Intelligent DNA Nanodevice for Accurate Modulation of Cellular Behaviors and Intercellular Interactions In Vitro

The precise modulation of cellular behaviors and intercellular interactions in a complex microenvironment remains a significant challenge, especially in biomedical research and cell-based therapies. In this study, we designed an intelligent DNA nanodevice with a responsiveness to multiple environmental stimuli to accurately regulate cellular behaviors and modulate cell–cell interactions in vitro. In this system, a DNA logic gate employes an i-motif and an ATP-aptamer to respond to extracellular acidity. Upon both ATP and protons existing simultaneously, the DNA logic gate could be activated to reprogram cancer cell membrane receptors, resulting in regulating cellular behaviors.
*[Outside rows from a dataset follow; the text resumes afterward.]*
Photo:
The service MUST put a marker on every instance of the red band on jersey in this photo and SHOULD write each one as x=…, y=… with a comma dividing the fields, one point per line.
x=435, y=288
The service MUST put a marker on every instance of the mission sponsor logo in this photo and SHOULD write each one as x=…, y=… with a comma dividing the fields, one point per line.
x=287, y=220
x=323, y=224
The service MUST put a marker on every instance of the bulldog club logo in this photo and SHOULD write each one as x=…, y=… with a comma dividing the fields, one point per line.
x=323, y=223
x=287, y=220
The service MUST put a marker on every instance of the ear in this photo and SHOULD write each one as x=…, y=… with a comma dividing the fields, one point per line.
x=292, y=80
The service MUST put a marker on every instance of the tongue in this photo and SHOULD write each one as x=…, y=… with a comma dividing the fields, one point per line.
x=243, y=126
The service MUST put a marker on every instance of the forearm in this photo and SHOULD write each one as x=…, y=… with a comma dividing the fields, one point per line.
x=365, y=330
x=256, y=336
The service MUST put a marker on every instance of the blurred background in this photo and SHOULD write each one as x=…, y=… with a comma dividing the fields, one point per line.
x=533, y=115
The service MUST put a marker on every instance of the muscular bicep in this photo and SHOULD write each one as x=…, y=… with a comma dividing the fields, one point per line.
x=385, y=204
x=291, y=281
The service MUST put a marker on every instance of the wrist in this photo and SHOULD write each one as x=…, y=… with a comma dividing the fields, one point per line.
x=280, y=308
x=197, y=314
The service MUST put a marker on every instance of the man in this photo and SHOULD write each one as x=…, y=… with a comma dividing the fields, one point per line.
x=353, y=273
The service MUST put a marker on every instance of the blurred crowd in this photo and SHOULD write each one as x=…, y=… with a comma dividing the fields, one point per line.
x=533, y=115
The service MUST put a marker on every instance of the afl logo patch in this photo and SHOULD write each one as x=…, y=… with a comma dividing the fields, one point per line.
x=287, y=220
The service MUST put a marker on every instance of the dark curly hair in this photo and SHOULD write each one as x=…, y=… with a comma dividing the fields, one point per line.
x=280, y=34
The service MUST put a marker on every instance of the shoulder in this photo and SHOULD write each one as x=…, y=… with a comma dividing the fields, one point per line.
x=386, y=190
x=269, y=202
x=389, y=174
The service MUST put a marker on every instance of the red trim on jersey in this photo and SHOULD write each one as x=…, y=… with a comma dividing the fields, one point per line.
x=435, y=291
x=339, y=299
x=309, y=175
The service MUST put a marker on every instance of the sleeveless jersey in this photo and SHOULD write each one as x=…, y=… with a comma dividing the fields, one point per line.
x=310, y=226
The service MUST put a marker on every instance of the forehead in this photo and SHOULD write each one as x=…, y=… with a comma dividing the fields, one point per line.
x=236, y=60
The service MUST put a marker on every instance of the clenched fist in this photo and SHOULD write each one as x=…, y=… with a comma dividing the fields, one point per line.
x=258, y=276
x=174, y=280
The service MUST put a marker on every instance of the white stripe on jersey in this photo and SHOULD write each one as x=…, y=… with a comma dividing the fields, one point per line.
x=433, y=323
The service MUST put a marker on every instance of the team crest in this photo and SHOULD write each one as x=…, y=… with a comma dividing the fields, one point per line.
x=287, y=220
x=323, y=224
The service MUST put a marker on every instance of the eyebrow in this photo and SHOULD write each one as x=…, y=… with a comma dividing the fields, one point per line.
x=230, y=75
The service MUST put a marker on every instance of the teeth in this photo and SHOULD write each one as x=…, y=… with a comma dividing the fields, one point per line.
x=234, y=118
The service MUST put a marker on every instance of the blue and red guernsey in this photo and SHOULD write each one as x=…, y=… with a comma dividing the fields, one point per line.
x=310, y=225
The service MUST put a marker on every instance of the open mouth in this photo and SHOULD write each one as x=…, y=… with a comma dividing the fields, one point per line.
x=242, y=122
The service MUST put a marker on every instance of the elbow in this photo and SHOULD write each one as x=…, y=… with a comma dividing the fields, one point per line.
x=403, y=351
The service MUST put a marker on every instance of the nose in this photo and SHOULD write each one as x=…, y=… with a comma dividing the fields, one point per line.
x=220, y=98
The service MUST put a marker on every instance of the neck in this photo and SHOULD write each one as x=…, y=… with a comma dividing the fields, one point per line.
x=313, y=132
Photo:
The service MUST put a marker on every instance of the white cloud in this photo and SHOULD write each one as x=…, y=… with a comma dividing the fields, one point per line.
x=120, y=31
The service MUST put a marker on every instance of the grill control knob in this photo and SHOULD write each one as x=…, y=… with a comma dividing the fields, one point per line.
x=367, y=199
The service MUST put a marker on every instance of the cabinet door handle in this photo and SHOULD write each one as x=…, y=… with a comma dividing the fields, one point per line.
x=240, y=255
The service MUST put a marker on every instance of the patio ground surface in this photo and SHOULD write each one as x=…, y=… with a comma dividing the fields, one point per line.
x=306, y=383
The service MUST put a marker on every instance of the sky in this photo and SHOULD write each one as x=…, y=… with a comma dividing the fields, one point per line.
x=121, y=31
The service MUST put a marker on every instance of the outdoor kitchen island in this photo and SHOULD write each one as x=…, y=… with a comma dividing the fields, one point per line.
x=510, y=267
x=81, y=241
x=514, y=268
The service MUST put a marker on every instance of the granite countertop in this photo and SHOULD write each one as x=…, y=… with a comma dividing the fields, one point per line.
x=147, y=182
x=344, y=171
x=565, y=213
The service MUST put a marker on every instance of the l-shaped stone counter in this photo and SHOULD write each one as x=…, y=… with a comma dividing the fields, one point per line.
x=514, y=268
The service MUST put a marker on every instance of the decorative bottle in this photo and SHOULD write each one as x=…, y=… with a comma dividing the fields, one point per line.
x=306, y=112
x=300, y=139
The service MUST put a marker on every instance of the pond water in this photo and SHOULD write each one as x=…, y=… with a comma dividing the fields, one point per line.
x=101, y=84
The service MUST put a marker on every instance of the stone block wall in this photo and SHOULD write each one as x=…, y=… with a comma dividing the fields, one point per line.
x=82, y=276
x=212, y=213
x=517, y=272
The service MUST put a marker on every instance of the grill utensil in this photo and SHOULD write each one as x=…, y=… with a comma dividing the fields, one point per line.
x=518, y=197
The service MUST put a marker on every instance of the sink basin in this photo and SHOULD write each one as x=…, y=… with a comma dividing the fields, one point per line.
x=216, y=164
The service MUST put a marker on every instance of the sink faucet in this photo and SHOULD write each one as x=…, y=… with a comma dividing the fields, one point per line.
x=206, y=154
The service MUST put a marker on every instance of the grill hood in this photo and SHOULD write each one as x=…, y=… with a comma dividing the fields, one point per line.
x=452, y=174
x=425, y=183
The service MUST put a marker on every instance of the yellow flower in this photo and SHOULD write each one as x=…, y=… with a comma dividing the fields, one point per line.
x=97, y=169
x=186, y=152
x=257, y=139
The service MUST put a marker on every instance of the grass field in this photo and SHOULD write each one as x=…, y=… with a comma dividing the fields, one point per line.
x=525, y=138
Following the introduction of a triggering hairpin, a DNA cycle was performed on the cancer cell surface, releasing a single-stranded trigger. Subsequently, the released triggering strand could induce a branch migration reaction process on the T cells’ surface, leading to the opening of a DNA hairpin. Furthermore, the activated “AND” logic gate could hybridize with DNA fragments on T cells, effectively bridging the gap between T cells and cancer cells. Due to DNA cycle-driven signal amplification, this DNA logic gate could not only identify cancer cells and regulate their behavior but also promote the aggregation of cancer cells and T cells. This work underscores the great potential of DNA logic gates and DNA aptamers in precision therapeutics, providing a paradigm for the development of cell therapy.